Use at least four players, each one gets a ball. Build a 15 x 15 grid. On each end, set out cones evenly for the players to be used as “treats”. Line up the players on one end and yell, “Trick or Treat!” The players will dribble to the other end, pick up a cone and come back and pick up a cone on the other end. Whoever picks up the most cones win.
We are going to improve passing the ball to your partner.
Make a circle with cones about a 5 to 6-yard radius. Put 8 cones in the middle of the circle. Use eight players paired off on opposite sides of the circle. They are to kick the ball to their partner, trying to knock down a cone each time. Continue until all cones are knocked down.
Find the Coach
The players are going to learn to find their target and chase it.
Have them close their eyes. Start running away from them in different directions each time you play. Tell them to open their eyes, then find and chase you. Over time, work with them, not only chasing you, but taking a ball away from you.
Stuck in the Mud
It is time to aim and put the ball between a player’s legs to rescue him.

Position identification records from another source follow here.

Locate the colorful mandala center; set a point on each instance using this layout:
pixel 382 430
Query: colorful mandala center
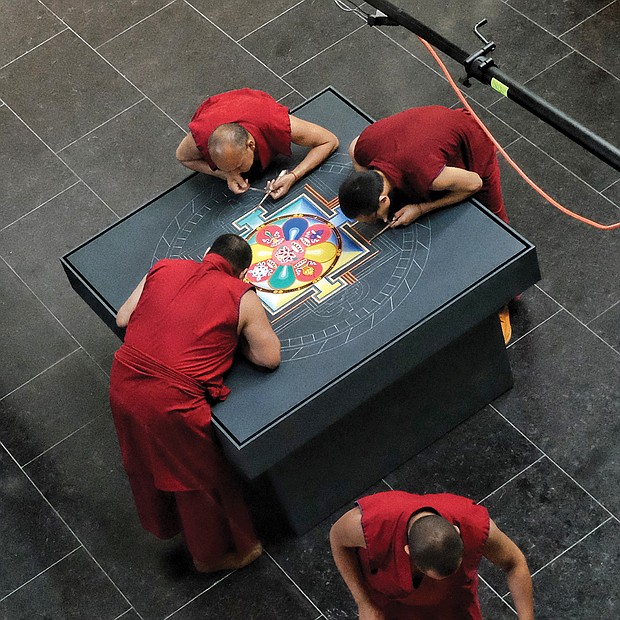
pixel 291 252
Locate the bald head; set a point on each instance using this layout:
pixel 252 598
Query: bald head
pixel 227 143
pixel 435 544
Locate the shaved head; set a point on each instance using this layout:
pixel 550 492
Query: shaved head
pixel 435 544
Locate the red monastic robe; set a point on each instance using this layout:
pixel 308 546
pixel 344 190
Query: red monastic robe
pixel 413 147
pixel 386 566
pixel 180 341
pixel 257 112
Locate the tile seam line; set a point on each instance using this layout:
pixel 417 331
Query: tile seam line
pixel 499 596
pixel 583 21
pixel 564 167
pixel 579 320
pixel 610 185
pixel 101 125
pixel 42 372
pixel 266 23
pixel 191 600
pixel 501 486
pixel 598 316
pixel 21 217
pixel 323 51
pixel 118 34
pixel 609 512
pixel 557 557
pixel 25 473
pixel 529 19
pixel 534 328
pixel 55 318
pixel 110 64
pixel 64 163
pixel 294 583
pixel 33 48
pixel 41 572
pixel 243 48
pixel 77 430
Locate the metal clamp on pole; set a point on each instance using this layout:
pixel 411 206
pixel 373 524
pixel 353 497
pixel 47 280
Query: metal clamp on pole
pixel 477 63
pixel 381 19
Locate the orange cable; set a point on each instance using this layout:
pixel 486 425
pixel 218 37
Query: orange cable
pixel 522 174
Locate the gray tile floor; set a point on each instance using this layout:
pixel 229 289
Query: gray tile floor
pixel 94 97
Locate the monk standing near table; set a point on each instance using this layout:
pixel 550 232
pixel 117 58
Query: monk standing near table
pixel 415 557
pixel 184 321
pixel 240 131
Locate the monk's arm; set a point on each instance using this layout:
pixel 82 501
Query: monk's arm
pixel 502 552
pixel 458 184
pixel 189 155
pixel 126 310
pixel 322 144
pixel 345 537
pixel 259 342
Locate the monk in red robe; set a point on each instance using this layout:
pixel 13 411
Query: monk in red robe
pixel 184 321
pixel 420 160
pixel 429 157
pixel 415 557
pixel 242 130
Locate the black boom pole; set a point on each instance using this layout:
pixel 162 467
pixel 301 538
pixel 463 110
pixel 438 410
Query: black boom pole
pixel 479 66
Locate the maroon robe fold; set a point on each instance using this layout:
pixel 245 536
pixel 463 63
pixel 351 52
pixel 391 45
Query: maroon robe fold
pixel 413 147
pixel 257 112
pixel 180 341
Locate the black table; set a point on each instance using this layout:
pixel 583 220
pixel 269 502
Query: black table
pixel 386 345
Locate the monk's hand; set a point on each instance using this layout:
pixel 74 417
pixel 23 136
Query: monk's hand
pixel 368 611
pixel 407 215
pixel 280 186
pixel 237 184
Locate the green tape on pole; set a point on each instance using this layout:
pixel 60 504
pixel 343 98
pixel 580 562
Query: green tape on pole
pixel 499 87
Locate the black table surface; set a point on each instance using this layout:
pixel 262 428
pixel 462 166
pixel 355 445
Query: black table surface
pixel 377 293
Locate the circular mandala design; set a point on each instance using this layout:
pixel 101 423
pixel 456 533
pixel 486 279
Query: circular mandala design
pixel 292 252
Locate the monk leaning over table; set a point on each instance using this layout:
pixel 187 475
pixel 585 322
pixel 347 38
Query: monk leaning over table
pixel 184 321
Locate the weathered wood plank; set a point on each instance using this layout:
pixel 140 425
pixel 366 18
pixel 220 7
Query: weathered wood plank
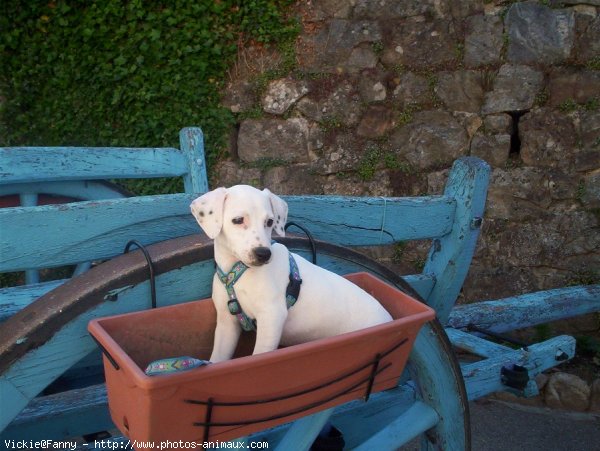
pixel 450 256
pixel 475 345
pixel 46 164
pixel 56 235
pixel 14 299
pixel 483 378
pixel 441 386
pixel 41 365
pixel 529 309
pixel 56 417
pixel 79 189
pixel 419 418
pixel 382 220
pixel 191 141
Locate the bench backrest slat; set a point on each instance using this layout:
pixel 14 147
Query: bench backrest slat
pixel 29 165
pixel 34 164
pixel 56 235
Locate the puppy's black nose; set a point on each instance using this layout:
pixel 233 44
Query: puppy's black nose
pixel 263 254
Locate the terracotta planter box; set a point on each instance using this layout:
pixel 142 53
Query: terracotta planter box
pixel 230 399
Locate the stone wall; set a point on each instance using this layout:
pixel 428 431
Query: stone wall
pixel 384 95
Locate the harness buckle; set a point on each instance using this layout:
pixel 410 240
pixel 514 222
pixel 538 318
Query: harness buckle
pixel 234 306
pixel 293 288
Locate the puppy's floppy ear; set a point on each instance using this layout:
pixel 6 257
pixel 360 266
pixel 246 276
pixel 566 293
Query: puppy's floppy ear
pixel 279 210
pixel 208 211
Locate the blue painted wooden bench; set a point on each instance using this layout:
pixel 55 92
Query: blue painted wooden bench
pixel 44 329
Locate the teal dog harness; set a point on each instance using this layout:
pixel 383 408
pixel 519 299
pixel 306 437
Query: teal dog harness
pixel 229 279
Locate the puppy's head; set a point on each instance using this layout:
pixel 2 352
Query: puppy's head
pixel 242 219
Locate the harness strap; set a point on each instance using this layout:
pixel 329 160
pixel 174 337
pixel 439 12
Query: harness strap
pixel 229 279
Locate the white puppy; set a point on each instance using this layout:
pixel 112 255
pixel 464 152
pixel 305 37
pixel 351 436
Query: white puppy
pixel 240 219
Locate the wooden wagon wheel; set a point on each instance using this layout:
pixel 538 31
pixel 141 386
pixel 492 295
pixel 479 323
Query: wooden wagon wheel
pixel 47 337
pixel 50 193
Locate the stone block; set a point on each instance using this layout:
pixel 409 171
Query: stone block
pixel 342 154
pixel 483 40
pixel 376 122
pixel 342 106
pixel 274 139
pixel 587 43
pixel 595 396
pixel 412 89
pixel 420 44
pixel 538 34
pixel 572 84
pixel 281 94
pixel 433 138
pixel 591 189
pixel 240 96
pixel 229 173
pixel 492 148
pixel 335 46
pixel 296 179
pixel 515 89
pixel 548 138
pixel 498 123
pixel 372 87
pixel 460 90
pixel 567 391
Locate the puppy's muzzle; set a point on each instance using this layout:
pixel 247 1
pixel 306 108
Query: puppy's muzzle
pixel 262 254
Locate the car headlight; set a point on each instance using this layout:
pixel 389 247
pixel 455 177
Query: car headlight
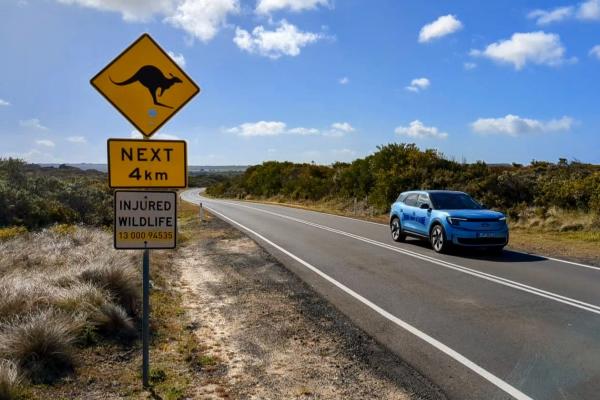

Build a grid big enough for several players to be able to dribble. Each player gets a ball, except the “mud monster”. Everyone dribbles around in the circle as the “mud monster” works to tag the players.
When a player gets tagged, he stops and holds his ball over his head. He cannot leave the circle until another player kicks a ball between his legs to rescue him from the mud. It is over when only one player is left stuck in the mud and nobody left to rescue him.
Since the players have been using the other drills, let’s see how good they have gotten. Let’s try a little competition with accuracy and speed.
Okay, these guys are The Flinstones and need rocks (balls) taken home to make their house stronger. Build a square grid and put a player in each of the four corners. When you say, “GO”, players from each corner will run to the middle, where you have several balls on the ground.
Each player gets a ball and dribbles it back to his corner until all balls are gone. Then, count to see who got the most balls in their corner. That’s the Flinstone with the strongest house!
Keep Your Yard Clean
This is great for passing practice.
Build 2, 40 by 40 grids. Have two equal teams, one in each grid and each player gets a ball. When you say, “GO”, the team tries to clean their yard of balls and put them in the other team’s yard. After three to five minutes, stop them and see who’s yard is the cleanest.
Little, Little, Big
In this activity, the players work on the different kind of kicks.
Build a long grid. Tell the players each time you start, which kick you want them to practice. As they start at the end of the grid, have them dribble the ball to the other end with a little kick, a little kick, then a big kick. As they go along, they need to say it out loud. Little, Little, Big!
We have learned several offensive drills, but only a few defensive ones. This one helps teach them to defend their spaceship (goal) from bombs (balls).
Build a grid and set up two cones as the goal. Have two players on offense and two on defense. They must keep the bombs from the spaceship or they will blow it up.
Keep working with these 6-year olds and keep it fun. They won’t continue playing if it becomes boring to them or if it seems like work.
At this age, you are building their foundation, be sure that you build a firm one for many years of playing. They have plenty time to take the game serious, they shouldn’t start off that way.